To this day I cannot recall how I explained the car's loss to my parents.

You would have thought that that would have taught me a lesson. No, I blissfully ignored checking the oil. And I put my trust in the blinking oil light on the instrument panel  - if it went off soon after the car started that was OK by me. 


I have only once opened the bonnet to our car and shut it immediately. I might as well have been looking at the innards of the impulse drive of the Starship "Enterprise". There was nothing  that looked remotely like an engine. The whole thing was hermetically sealed and you needed one of Dr Who's sonic screwdrivers to open it up. 

I couldn't see the battery: this I believed was a quite distinctive piece of kit sitting just down from the windscreen with a couple pieces of wire coming out of it. Nothing. If there was a dip stick, I couldn't find it: although there was something which blinked regularly. That might have been it. Where the engine should be is a piece of art work. Emblazoned across its width you find "1.7 tdci" (or is it tcdi or cidt?). 

This means something to the priests of the workshop. They connect it a computer and following an exchange of bodily fluids or oil the priests read the runes and replace half the car. No point in repairing it. 

Oh, I forgot to mention that my car doesn't trust me to look after it so every time I start it up it feels itself all over to check that everything is in order.

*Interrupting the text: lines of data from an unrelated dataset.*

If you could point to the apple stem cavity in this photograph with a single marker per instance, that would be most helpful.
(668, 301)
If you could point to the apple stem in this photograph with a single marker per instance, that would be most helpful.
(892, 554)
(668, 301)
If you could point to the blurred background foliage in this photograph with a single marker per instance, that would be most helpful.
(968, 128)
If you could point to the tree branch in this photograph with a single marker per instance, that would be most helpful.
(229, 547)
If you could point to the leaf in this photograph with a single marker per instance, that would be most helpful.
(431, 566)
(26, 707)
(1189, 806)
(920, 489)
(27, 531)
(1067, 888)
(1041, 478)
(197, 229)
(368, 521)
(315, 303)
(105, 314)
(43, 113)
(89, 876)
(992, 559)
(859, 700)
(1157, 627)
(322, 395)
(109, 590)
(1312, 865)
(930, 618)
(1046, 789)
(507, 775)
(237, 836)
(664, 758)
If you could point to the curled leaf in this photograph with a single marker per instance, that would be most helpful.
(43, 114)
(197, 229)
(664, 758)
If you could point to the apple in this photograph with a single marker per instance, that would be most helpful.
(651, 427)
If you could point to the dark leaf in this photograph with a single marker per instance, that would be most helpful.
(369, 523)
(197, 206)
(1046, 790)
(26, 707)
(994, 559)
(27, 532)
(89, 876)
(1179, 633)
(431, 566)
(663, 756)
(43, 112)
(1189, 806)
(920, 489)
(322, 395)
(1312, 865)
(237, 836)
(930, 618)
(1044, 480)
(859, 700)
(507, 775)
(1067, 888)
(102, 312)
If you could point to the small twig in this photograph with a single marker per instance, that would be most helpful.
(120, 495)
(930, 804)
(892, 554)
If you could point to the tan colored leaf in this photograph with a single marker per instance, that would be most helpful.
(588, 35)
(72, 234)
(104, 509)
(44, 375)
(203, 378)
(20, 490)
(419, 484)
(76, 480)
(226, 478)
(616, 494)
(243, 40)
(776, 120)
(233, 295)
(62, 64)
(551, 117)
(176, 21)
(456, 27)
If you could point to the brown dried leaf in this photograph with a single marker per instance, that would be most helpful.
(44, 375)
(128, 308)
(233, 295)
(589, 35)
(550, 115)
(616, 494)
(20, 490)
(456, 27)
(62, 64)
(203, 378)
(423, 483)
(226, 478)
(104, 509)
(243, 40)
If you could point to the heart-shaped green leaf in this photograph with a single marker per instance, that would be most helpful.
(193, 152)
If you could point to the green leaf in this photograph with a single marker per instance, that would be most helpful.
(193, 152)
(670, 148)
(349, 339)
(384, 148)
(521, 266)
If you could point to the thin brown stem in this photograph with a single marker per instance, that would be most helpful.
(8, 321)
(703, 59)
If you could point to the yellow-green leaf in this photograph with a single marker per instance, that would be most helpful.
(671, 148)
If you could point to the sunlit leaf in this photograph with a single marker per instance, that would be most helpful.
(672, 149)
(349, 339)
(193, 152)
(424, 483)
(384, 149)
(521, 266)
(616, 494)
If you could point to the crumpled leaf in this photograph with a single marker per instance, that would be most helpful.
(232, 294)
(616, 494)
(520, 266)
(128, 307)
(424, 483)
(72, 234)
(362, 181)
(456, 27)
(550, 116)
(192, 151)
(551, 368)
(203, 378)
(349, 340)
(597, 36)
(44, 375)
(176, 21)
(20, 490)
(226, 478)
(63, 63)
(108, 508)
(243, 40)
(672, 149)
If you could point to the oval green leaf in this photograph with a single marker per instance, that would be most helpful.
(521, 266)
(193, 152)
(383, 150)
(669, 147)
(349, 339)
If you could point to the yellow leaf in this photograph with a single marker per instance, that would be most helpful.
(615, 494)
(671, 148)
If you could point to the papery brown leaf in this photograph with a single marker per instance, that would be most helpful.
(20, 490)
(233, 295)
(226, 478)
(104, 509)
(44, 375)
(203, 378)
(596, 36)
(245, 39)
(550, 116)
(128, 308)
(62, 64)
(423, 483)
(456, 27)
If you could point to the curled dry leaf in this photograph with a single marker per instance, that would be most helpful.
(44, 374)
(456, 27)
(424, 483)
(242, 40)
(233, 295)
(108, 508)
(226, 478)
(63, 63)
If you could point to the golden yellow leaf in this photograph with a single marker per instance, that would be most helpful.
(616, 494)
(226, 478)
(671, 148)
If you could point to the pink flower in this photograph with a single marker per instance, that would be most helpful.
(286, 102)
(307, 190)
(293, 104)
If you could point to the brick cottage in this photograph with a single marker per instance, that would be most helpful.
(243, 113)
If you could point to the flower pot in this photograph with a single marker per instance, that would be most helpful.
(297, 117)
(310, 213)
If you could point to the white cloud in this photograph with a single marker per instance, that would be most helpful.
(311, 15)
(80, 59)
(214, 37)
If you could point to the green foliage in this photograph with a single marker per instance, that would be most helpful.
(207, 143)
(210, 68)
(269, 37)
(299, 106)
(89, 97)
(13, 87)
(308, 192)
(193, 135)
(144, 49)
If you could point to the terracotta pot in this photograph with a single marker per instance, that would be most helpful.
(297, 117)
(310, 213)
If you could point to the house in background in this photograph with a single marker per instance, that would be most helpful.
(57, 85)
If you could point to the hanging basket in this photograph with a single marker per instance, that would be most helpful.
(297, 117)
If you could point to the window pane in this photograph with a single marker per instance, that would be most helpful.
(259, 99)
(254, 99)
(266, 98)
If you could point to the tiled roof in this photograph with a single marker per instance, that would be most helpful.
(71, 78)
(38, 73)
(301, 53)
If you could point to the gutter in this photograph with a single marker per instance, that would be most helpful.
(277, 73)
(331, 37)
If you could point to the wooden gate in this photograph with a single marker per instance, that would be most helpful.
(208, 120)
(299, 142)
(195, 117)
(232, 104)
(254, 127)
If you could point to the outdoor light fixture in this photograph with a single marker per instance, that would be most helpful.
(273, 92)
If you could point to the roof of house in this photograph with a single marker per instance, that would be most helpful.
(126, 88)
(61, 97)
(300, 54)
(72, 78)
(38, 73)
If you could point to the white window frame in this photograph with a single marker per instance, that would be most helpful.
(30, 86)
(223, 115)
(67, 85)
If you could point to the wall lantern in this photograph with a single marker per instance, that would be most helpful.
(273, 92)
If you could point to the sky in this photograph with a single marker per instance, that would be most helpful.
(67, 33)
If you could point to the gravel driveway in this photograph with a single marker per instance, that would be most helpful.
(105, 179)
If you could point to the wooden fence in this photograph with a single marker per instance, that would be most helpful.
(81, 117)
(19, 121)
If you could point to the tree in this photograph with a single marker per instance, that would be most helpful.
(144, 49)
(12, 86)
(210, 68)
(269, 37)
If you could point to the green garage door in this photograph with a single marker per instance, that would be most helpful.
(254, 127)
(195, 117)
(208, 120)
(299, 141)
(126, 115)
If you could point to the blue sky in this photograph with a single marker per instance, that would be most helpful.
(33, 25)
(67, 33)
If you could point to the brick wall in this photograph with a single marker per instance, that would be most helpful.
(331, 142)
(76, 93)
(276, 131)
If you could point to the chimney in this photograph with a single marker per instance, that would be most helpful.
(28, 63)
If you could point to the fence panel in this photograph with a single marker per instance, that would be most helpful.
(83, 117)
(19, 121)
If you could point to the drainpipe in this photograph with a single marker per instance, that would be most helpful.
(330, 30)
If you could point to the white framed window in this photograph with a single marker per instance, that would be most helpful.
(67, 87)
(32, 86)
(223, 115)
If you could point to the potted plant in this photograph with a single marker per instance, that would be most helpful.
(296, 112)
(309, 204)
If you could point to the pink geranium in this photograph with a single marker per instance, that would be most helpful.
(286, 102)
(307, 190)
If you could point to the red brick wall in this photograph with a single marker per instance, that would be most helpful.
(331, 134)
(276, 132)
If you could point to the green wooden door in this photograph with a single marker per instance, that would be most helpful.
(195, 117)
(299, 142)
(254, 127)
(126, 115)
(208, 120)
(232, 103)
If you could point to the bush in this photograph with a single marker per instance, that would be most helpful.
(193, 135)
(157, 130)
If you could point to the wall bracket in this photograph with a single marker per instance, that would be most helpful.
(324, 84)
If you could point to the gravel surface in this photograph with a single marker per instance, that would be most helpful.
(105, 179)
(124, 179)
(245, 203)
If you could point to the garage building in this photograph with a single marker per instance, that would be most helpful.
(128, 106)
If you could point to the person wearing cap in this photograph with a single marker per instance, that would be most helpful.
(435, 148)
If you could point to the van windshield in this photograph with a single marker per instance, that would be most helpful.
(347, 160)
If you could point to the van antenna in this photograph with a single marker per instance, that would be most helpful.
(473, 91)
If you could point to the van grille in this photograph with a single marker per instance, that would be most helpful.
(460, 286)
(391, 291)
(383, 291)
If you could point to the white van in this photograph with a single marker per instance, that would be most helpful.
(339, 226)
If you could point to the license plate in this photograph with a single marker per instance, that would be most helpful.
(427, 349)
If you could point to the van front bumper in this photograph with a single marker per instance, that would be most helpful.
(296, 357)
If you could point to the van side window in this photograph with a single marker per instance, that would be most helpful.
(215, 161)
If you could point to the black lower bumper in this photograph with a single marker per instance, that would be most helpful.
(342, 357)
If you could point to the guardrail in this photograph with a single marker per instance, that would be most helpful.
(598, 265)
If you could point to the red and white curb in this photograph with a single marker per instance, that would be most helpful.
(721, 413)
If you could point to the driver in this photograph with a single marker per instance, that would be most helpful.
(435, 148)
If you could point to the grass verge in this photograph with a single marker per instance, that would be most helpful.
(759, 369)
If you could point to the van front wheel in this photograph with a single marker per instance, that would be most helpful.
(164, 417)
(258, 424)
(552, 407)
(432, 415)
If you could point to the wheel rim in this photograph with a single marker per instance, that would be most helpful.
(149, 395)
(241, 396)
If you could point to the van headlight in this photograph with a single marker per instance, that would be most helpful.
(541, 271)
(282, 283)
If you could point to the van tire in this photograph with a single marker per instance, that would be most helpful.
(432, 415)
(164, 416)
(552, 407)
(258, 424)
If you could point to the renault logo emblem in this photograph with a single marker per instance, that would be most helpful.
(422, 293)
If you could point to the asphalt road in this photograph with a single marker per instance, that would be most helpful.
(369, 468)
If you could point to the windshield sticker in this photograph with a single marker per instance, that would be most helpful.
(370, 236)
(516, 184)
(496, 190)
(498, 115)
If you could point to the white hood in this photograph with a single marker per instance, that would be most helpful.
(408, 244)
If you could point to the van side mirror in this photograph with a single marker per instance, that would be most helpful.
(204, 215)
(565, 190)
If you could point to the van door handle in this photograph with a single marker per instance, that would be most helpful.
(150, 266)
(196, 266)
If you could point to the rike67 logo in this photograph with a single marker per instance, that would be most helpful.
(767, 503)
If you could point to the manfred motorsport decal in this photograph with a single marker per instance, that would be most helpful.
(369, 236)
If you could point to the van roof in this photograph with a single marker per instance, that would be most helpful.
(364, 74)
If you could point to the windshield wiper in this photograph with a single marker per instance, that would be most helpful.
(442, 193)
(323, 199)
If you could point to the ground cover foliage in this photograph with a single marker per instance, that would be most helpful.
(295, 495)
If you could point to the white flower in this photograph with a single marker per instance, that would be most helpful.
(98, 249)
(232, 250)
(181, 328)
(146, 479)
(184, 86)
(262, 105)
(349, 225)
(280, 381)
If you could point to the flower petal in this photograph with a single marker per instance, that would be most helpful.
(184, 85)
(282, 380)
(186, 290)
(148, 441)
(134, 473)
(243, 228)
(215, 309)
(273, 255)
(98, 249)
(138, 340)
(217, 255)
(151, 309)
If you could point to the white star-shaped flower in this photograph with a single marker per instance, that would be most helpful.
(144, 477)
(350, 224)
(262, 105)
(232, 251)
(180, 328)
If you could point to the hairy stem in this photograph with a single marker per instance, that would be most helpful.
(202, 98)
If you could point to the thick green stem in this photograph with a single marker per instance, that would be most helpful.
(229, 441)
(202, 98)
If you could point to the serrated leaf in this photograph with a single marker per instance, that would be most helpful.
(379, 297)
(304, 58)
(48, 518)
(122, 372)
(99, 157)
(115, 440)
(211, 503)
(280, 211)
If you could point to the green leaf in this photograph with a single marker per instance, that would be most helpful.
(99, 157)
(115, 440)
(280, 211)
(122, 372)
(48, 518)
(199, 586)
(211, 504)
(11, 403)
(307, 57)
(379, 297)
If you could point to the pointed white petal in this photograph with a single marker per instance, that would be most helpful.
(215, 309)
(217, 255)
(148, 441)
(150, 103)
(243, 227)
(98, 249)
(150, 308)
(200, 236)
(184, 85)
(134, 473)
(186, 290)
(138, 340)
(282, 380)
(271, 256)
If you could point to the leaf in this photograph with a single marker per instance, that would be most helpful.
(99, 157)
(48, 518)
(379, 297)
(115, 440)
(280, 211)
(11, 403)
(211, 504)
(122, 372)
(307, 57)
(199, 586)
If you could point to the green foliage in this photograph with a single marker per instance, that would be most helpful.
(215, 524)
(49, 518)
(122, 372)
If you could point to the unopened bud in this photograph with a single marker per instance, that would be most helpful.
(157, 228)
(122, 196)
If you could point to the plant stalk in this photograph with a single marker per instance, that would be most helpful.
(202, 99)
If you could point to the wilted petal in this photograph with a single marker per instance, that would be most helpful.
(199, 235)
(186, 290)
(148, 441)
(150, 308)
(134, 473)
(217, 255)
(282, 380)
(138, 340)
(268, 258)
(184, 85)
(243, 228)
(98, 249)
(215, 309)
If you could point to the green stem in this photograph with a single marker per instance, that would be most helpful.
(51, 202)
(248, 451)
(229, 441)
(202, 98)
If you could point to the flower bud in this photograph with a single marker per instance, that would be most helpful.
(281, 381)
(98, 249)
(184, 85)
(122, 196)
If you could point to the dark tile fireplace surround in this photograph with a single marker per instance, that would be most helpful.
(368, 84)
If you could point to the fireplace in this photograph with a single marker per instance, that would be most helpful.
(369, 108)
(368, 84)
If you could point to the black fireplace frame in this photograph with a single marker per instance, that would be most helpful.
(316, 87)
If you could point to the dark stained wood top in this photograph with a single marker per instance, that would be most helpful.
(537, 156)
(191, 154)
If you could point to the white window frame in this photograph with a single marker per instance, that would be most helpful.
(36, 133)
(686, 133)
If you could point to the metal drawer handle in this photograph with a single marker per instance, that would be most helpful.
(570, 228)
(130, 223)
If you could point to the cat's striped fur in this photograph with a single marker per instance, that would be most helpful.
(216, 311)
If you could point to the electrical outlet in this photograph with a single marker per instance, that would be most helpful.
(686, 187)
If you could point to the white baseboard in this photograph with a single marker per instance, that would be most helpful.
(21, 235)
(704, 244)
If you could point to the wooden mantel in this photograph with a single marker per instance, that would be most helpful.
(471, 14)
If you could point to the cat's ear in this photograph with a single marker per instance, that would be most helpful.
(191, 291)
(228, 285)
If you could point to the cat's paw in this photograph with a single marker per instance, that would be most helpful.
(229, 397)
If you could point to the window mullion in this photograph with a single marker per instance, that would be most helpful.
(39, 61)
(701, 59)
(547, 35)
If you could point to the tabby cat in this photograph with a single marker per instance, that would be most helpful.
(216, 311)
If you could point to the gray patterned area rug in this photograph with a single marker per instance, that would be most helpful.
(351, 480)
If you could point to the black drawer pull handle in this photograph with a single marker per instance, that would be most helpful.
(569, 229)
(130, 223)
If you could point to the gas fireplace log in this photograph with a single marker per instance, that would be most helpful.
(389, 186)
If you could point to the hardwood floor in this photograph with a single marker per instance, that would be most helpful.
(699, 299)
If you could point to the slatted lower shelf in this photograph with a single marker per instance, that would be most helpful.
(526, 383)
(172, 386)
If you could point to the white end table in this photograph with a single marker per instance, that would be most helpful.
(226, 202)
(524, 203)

If not it flashes up rude messages and refuses to release the brake (OK, that's going a bit too far). 

This can be confusing. I get a message "Service due", but it was serviced 6 months ago - why another one? I forgot, the little darling's pre-programmed to be serviced when it hits 24,000 miles. However, the little love wasn't told that when I bought it it was given a full check up and service. Sorry!


Who am I to question the on board dictator? So in it goes for a service; which now means it is out of sequence with the annual safety test (MoT). So between my inability to open the bonnet and total fear of anything automobile and the on board computer; what was meant to simplify and improve my car ownership experience has turned into a scheduling nightmare.

Finally, walking out of my front door this afternoon I had the pleasure of seeing my offside rear tyre slowly deflate. Quite artistic it was. Now, what was a stunning pearl black car with privacy glass and snazzy alloys looks like a escapee from a show ground sporting as it does one of those emergency wheels. Tomorrow it's off to the tyre surgery for a radial reface. I'm so embarrassed! 


Oh, I had the car washed and cleaned yesterday - stunning it looked. Wheel changing has managed to smear my mucky prints all over pristine paint work!!!
 

Comments

Pie Man 70 said…
My wife jokes that I seem to be roaming death for all our cars. In fairness the little clio we had merely failed an MOT but at this point the chassias needed some welding and the only way to get in was through the boot since both door locks were jammed.

I also had a car fail in teh opposite way, the throttle jammed open. Once I'd taken the key out of the ignition and the engine was still revving away I realised how little I know about fixing engines.